Permakultur – ein ganzheitliches Konzept für die Gestaltung essbarer Landschaften
Angelehnt an Mollisons ursprüngliche
Definition ist Permakultur die bewusste Gestaltung sowie Unterhaltung
von essbaren Landschaften, die über Diversität, Stabilität und
Widerstandsfähigkeit eines (Ur-)Waldes verfügen. Die Philosophie der
Permakultur arbeitet mit und nicht gegen die Natur, sie beinhaltet
fortlaufendes und aufmerksames Beobachten, überlegtes und gewissenhaftes
Planen sowie kongruentes Handeln – nicht ständigen, gedankenlosen
Aktionismus. Sie betrachtet Systeme in der Vielfalt ihrer Funktionen,
anstatt nur eine Art von Ertrag abzuverlangen, und sie erlaubt diesen
Systemen, ihre eigene Evolution zu entfalten.
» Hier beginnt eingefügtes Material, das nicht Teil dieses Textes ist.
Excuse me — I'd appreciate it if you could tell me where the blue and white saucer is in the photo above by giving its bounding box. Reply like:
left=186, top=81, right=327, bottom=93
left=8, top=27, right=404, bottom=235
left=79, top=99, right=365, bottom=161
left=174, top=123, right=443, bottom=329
Die Weltanschauung der
Permakultur wird von vielen Autoren in drei Punkten zusammengefasst:
- Sorge für die Erde (earth care)
- Sorge für die Menschen (human care)
- Begrenze Konsum und Wachstum (fair share)
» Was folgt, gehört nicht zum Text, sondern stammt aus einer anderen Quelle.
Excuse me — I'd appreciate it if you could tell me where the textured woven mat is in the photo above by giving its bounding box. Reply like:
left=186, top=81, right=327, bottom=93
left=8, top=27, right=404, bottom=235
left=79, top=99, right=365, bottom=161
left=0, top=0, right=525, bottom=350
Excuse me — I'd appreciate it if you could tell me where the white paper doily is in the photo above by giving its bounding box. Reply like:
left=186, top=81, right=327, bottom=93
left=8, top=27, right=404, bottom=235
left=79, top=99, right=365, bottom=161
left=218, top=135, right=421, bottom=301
Am Anfang jeder Permakultur steht Planung und Gestaltung mit der Natur als Vorbild
Permakultur befasst sich in der Praxis vor
allem mit dem Thema „Design”. Gärten und landwirtschaftliche Betriebe
bedürfen einer sorgfältigen Planung und Gestaltung vor ihrer Neuanlage
oder Umstellung. Die Überlegungen hierzu berücksichtigen ein Denken in
Systemen, in denen alles mit allem direkt oder indirekt verbunden ist,
also in weitgehend geschlossenen Stoff- und Wirtschaftskreisläufen, in
denen möglichst jeder Beteiligte angemessen profitiert und nicht zu
Schaden kommt. Am Anfang der Planungsarbeiten für ein Stück Land steht
daher die Beobachtung und Wahrnehmung, das Lesen der Natur. Besonders
folgende Fragen sind von Bedeutung: Was kann auf diesem Boden und unter
den vorliegenden klimatischen Verhältnissen besonders gut gedeihen? Wie
intensiv ist die Sonneneinstrahlung? Woher weht der Wind, wieviel Regen
fällt? Ist das Gelände abschüssig und kann es dadurch zur Bodenerosion
kommen? Welche Wildpflanzen wachsen dort und welchen Hinweis geben sie
auf die Qualität des Standorts?
Nun interessiert sich auch die Wissenschaft für die Permakultur
Vom 8. bis 9. September 2015 fand die 12.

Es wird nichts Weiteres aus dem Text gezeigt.